Bowling Score Spiked

An Alternative Implementation

Ward Cunningham
ward@c2.com

March 14, 2001



Martin & Koss [1] report the development of a program to compute bowling scores. Although they implemented in Java, I was reminded of writing the same program in Fortran years ago. I was startled at how hard the problem was until I realized that the requirement didn't ask the calculation to be done in the same order I might while bowling. That is, spares and strikes are much easier to score if one just looks ahead to see what future roles turn out to be.

Martin & Koss wrote the program to illustrate pair-programming. I decided to repeat their work only this time as a programming spike. A spike is written for the experience. A spike doesn't produce production code and is therefor exempt from Extreme Programing's pair-programming requirement. I spiked the bowling score calculator to see how it would code up as a series of transformations applied to all the data at once.

Here is the data Martin & Koss used.

The input is the sequence of throws recorded along the top of each frame. The output is the running total reported in the bottom. I chose to represent the input as a string of digits with commas at frame boundaries. Strikes and spares are denoted by x and / as is the custom with hand scoring. My program translates the input to output in place with a series of substitution commands of the following form.

      s/from/to/g;
      s/from/to/ge;
Here s means substitute, g means substitute globally over all input and e means to evaluate the to string as an expression before substituting. The input is stored in the special variable $_ which is modified in place. The from string is written as a regular expression where \d means digit and \/ means a slash. Parenthesized substrings of the regular expression can be cited in the to string as $1, $2, etc.

I developed the program in increments of one line and tested the result by inspection. Here is a log of these additions along with the output produced by that version of the program. I sometimes made syntax errors which I corrected by inspection of the line added. I made one logic error which I corrected. I will discuss this later. Here is the annotated transcript of my development.

I've since added some comments to the program and enough boilerplate to be a cgi script.
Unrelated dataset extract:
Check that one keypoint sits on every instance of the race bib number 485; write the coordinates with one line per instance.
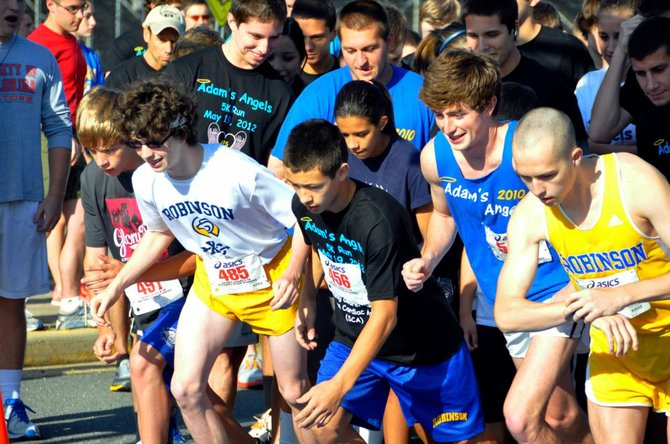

I've declared my spike complete even though I've left two loose ends. First, I didn't handle all possible strike cases, and second, I suspect there is a better solution to partial scoring of the last frame. The strikes will require another substitution or two while the partial scoring might be more easily handled without an eleventh frame. I'll be sure to write tests for these cases should I ever write this as production code.

A spike might be better called a practice program. Here I have been practicing with a vector oriented style, one where simple operations apply to whole vectors of data. Never mind that I simplified my representation by using pattern matching rather than forming each of the necessary vectors. Vector programs often have fewer loops and branches than ordinary programs and are a good fit with today's highly optimized processors.

I encourage all programmers to practice often. Especially practice if you find you are unsure of your own performance while production programming. Practice fills your mind with the little bits of experience that you will draw on continuously while writing far larger and more serious programs.

[1] Advanced Principles, Patterns and Process of Software Development, Robert C. Martin, Prentice Hall, 2001.